Ganoderic acid A holds promising cytotoxicity on human glioblastoma mediated by incurring apoptosis and autophagy and inactivating PI3K/AKT signaling pathway

Abstract Ganoderic acid A (GA‐A), recognized as a lanostanetriterpene isolated from Ganoderma lucidum , demonstrates an efficient antitumor activity in multiple cancers. To date, it is unclear whether and how GA‐A functions on human glioblastoma (GBM).
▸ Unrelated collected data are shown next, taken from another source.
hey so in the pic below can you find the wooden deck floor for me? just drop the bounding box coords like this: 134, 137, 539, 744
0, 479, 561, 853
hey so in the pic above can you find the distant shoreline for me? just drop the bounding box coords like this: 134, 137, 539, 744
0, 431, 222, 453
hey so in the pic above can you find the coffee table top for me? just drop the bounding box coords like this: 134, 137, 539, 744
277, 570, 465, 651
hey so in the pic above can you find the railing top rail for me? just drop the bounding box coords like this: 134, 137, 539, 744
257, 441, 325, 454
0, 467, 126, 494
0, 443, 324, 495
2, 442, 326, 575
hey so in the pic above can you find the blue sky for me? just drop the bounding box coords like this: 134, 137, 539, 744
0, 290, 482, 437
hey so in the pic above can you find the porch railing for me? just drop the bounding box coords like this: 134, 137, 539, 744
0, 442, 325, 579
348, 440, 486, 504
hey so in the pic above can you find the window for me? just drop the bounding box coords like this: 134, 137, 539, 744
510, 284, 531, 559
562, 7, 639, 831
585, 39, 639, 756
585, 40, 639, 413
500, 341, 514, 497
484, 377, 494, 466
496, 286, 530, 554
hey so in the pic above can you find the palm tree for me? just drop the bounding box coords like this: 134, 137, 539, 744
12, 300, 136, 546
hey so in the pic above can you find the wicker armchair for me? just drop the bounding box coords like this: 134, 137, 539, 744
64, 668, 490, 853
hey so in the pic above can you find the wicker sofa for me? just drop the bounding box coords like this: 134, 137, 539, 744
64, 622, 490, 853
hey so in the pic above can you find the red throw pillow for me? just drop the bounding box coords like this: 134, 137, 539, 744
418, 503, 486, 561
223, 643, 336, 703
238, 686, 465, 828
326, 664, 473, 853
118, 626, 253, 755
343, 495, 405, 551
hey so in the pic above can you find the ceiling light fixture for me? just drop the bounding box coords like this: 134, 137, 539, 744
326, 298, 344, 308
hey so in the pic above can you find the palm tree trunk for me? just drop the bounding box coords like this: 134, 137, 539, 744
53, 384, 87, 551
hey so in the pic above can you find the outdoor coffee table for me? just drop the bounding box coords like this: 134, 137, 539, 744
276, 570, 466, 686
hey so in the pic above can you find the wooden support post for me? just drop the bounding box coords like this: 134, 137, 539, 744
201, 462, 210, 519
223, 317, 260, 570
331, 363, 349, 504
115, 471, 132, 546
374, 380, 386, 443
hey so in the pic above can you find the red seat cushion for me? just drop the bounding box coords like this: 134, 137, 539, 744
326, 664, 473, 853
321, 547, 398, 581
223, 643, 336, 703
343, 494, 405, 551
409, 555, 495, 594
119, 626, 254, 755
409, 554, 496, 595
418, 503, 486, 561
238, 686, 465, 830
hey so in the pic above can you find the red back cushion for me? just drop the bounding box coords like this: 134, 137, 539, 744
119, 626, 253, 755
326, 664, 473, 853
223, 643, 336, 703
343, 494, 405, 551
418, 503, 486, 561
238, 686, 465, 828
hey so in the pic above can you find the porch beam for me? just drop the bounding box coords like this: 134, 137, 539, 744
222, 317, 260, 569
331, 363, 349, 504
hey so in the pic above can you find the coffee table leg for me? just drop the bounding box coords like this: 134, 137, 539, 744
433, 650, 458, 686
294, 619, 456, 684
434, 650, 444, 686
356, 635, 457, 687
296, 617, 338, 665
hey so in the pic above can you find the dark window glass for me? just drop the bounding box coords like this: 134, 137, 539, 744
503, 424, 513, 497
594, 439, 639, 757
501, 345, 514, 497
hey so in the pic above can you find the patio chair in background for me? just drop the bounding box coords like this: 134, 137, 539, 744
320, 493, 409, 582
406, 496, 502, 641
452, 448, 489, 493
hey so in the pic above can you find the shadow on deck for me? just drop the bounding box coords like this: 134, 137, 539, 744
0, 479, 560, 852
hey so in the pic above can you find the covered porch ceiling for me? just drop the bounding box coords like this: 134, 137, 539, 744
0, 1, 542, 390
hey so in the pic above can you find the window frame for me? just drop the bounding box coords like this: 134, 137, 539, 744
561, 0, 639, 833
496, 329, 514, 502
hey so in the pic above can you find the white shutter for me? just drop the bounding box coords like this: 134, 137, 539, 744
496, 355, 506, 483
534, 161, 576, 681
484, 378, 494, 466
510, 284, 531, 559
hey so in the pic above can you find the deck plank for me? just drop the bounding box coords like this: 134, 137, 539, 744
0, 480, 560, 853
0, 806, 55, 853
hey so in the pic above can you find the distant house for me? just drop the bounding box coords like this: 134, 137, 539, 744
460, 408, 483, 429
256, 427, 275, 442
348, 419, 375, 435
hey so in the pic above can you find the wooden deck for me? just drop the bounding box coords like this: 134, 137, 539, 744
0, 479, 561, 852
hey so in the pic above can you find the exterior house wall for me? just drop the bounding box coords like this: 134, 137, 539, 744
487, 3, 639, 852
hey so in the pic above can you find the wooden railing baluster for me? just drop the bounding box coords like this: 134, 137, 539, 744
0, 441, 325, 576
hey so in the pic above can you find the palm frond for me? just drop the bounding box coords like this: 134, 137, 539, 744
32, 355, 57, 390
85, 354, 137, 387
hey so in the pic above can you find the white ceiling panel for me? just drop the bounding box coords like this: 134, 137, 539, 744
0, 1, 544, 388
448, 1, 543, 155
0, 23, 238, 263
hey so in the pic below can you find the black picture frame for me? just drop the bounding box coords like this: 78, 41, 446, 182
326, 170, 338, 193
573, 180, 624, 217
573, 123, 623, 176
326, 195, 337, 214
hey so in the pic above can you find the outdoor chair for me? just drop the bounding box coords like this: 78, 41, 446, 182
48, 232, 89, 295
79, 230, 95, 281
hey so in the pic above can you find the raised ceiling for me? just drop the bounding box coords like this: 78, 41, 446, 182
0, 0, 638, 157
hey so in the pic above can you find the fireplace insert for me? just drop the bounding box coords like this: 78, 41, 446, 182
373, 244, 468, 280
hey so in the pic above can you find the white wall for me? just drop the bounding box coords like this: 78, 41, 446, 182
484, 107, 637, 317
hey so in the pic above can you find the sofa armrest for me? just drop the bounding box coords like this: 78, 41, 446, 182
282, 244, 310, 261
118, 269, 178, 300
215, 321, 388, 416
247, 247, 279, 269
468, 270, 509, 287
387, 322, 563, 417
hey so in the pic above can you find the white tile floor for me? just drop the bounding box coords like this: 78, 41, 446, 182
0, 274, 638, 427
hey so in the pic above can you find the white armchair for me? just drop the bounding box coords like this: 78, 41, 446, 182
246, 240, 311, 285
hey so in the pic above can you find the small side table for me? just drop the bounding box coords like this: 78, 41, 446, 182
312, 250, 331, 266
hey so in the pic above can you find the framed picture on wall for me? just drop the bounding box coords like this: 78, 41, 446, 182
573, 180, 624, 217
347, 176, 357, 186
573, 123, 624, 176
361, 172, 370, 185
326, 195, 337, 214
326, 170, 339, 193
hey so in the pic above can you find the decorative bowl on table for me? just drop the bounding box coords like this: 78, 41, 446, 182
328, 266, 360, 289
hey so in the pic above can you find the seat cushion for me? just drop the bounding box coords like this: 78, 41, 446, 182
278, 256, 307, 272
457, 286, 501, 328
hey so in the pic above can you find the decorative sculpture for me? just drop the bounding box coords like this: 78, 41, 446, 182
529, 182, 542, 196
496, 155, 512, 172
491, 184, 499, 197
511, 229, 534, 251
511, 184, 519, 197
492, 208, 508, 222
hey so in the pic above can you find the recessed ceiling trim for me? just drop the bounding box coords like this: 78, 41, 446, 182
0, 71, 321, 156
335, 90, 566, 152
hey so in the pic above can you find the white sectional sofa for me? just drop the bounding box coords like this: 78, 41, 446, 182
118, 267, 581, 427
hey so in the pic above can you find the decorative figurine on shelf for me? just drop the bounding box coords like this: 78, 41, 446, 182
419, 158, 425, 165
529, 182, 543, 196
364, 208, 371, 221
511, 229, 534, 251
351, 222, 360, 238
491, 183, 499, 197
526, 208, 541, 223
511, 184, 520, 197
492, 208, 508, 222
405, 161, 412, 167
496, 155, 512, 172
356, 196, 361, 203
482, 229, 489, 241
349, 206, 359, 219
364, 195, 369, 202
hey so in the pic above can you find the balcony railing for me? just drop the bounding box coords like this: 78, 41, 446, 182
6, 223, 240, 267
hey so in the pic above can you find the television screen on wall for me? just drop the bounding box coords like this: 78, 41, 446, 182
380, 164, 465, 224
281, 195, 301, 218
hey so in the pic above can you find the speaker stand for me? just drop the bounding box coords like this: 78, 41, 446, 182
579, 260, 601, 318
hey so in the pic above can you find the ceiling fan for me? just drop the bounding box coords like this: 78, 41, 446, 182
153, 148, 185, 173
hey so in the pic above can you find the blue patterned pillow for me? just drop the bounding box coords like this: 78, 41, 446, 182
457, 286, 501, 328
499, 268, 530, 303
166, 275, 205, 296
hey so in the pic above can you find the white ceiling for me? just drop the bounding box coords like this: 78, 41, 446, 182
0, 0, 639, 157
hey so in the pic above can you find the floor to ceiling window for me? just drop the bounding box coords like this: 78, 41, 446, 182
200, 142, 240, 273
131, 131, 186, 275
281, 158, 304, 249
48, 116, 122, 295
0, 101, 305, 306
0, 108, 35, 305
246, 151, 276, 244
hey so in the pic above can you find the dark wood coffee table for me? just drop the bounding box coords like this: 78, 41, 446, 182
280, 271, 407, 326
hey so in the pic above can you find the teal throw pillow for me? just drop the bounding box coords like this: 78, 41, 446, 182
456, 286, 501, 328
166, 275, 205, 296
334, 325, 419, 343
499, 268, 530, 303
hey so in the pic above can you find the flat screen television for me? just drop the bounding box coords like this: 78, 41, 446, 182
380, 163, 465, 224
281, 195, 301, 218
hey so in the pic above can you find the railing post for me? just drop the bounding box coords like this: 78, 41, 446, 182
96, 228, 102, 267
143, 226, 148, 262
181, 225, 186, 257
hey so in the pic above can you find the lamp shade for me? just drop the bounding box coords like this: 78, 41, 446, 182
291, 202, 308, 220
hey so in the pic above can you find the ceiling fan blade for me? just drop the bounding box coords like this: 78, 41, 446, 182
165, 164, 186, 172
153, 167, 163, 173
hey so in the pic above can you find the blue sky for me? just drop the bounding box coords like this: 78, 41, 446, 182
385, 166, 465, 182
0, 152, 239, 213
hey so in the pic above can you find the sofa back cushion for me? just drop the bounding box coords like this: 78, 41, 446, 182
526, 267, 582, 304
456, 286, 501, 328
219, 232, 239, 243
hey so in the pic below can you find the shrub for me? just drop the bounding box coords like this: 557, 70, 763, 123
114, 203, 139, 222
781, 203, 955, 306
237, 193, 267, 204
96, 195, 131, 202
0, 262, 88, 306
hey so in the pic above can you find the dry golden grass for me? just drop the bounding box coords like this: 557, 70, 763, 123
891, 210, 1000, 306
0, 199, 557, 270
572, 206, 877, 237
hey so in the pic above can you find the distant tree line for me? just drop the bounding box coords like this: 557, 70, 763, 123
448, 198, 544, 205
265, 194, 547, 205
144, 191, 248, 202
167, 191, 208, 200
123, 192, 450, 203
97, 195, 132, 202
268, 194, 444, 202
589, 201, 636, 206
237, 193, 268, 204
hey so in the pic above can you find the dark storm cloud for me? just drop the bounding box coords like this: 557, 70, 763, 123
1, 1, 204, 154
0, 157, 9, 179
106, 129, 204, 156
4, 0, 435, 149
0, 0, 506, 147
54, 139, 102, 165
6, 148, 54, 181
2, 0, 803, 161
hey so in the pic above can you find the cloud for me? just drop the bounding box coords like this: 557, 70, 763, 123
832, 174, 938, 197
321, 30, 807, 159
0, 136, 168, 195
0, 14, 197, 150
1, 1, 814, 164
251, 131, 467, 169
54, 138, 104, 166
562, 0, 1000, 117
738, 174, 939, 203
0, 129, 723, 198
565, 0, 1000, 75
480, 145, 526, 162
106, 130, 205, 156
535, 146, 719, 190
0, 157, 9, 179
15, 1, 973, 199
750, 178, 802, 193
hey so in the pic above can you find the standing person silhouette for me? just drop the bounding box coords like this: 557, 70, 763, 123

To unravel the functional significance of GA‐A on human glioblastoma (GBM), the cell‐counting kit‐8 and transwell assays were used to detect proliferation, migration, and invasion of human GBM cell after GA‐A treatment. Then, we utilized the flow cytometry and western blot to further evaluate the effect of GA‐A on GBM cell. Further, activities of autophagy and PI3K/AKT signaling were assessed by Western blot assay. We found that GA‐A significantly inhibited proliferation, migration, and invasion of GBM cell. Additionally, GA‐A markedly triggered cell apoptosis, which incarnated an elevation trend in apoptotic percentage, simultaneously, an increased level of proapoptosis protein (Bax and active caspase‐3) and a decreased level of antiapoptosis protein (Bcl‐2), induced by GA‐A treatment. Meanwhile, levels of two well‐known autophagy markers (beclin 1 and LC3 II) increased while another autophagic substrate (P‐62) was reduced. Moreover, the expressions levels of phosphorylated AKT, mTOR, p‐P70S6K, and cyclin D1 in the PI3K/AKT pathway were significantly reduced, which revealed GA‐A repressed the activation of PI3K/AKT signaling pathway. Collectively, these results indicate that GA‐A may encourage U251 cell growth and invasion/migration inhibition, apoptosis, and autophagy through the inactivation of PI3K/AKT signaling pathway in human GBM. Hence, GA‐A may be a potent antitumorigenic agent for human GBM in future clinical practice.